In Boston, Grozier and McCarthy are working on creating the city’s first SSO portal to streamline processes and simplify how people work with the city, which started as part of Mayor Michelle Wu’s push to get city services out of City Hall. Grozier and McCarthy note that much of the development was made possible through strong executive support, including from Mayor Wu. Meanwhile, in Washington State, SAW—fondly nicknamed “the big green monster—was launched 20 years ago and is now being revamped  with a focus on improving user experience. These two vastly different experiences enable us to learn how to develop SSO portals and identify key areas to focus on in the development process. 

In Boston and Washington State, key challenges included gaining community trust, identity verification, and finding a starting point for this large task. Both governments highlighted the importance of dreaming big but starting small, as SSO projects can overwhelm system-building tasks and data backlogs. To manage this, teams focused on core needs before expanding to more complex functions. This helped break large goals into concrete, assignable jobs rather than abstract mandates. Identity verification emerged as a major pain point, with debates about building new systems or leveraging existing ones, verifying only high-risk data, and minimizing user friction.
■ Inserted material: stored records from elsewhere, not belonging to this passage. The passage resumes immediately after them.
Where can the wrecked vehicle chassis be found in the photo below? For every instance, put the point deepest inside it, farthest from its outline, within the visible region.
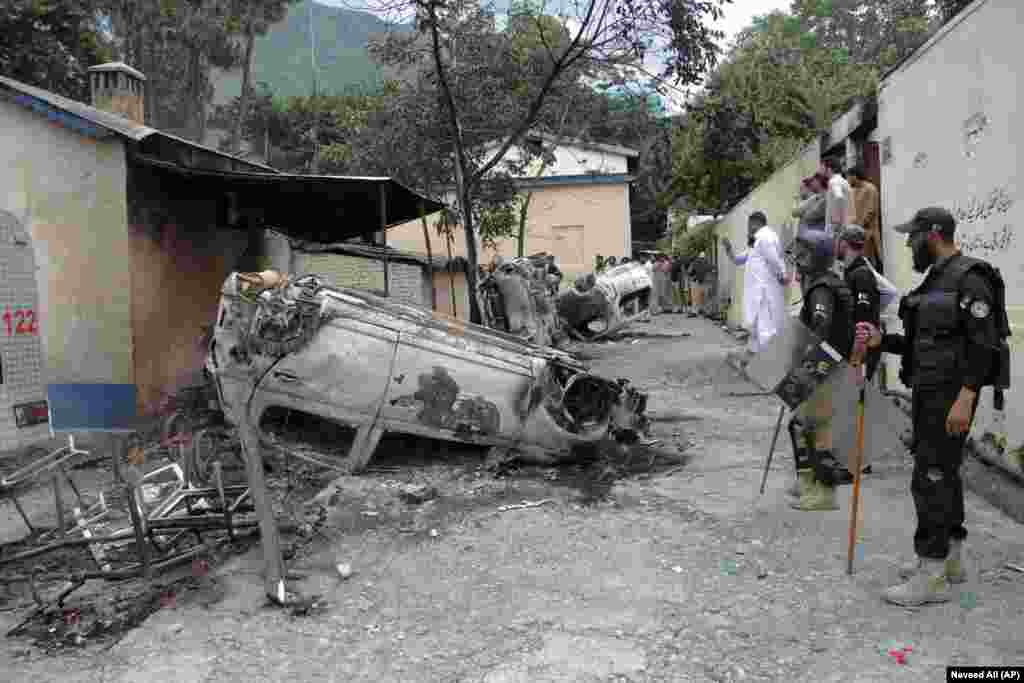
(380, 367)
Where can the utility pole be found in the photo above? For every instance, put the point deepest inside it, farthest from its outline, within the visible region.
(314, 166)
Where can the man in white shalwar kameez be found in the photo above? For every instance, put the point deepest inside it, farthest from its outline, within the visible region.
(764, 284)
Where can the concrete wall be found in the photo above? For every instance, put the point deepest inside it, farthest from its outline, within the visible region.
(573, 222)
(180, 255)
(20, 349)
(69, 191)
(445, 284)
(776, 197)
(951, 135)
(407, 284)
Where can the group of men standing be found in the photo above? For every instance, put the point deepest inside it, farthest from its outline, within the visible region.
(953, 344)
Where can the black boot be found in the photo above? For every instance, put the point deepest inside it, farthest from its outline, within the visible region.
(801, 456)
(828, 469)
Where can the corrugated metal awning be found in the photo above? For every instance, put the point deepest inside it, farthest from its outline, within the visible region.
(311, 208)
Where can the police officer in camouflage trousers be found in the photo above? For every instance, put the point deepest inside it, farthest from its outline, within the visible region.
(864, 302)
(826, 310)
(954, 343)
(859, 276)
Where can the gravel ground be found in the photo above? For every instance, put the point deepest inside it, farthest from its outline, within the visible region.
(682, 572)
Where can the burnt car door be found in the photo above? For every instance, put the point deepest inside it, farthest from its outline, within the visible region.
(459, 382)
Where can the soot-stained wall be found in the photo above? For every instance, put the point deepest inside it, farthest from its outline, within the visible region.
(181, 252)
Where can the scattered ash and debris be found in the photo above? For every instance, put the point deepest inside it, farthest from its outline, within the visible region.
(412, 487)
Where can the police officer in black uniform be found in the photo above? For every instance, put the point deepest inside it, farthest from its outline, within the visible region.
(859, 276)
(827, 310)
(954, 343)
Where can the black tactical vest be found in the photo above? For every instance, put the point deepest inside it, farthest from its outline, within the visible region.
(931, 319)
(841, 332)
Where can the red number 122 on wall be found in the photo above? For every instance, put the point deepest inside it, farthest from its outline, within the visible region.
(22, 322)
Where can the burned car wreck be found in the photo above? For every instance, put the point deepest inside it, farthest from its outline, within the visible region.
(378, 367)
(518, 300)
(598, 306)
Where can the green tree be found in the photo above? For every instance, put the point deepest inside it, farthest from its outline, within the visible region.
(52, 44)
(470, 61)
(256, 18)
(176, 43)
(870, 32)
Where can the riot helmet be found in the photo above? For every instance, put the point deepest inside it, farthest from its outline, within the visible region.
(814, 253)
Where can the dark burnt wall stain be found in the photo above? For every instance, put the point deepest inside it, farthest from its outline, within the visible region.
(181, 253)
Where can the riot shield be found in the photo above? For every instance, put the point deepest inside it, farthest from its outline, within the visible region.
(794, 364)
(884, 422)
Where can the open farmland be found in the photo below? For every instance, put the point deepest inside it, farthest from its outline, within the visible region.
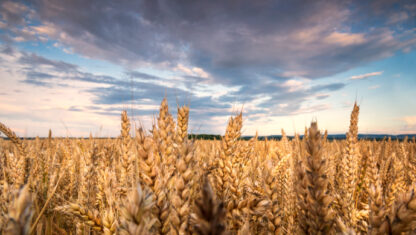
(161, 182)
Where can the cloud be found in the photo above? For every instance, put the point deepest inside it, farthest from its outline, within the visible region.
(410, 120)
(367, 75)
(216, 39)
(374, 87)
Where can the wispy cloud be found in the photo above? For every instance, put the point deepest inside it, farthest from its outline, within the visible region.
(410, 120)
(366, 75)
(374, 87)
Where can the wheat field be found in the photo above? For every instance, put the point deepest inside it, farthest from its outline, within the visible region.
(162, 182)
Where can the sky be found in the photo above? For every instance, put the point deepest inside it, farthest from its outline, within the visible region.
(73, 66)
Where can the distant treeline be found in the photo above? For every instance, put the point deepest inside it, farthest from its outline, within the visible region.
(272, 137)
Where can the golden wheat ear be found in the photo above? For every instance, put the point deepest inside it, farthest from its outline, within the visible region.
(20, 214)
(23, 169)
(136, 215)
(209, 215)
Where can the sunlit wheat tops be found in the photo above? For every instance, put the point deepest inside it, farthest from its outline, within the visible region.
(159, 181)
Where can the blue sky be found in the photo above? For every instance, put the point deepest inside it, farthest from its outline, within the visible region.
(72, 66)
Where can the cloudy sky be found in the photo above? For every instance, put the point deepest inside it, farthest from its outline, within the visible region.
(72, 66)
Underlying all of this was a trust challenge as governments recognized the need to clearly communicate the purpose of platforms  through effective marketing and transparent communication about how constituents’ personal data and technology would be used.

Overall, this session highlighted that SSOs are not just a technical upgrade, but  a transformation in how governments think about service delivery, trust, and user experience. Indeed, Boston and Washington State’s experiences offer valuable lessons for any state or local government just getting started.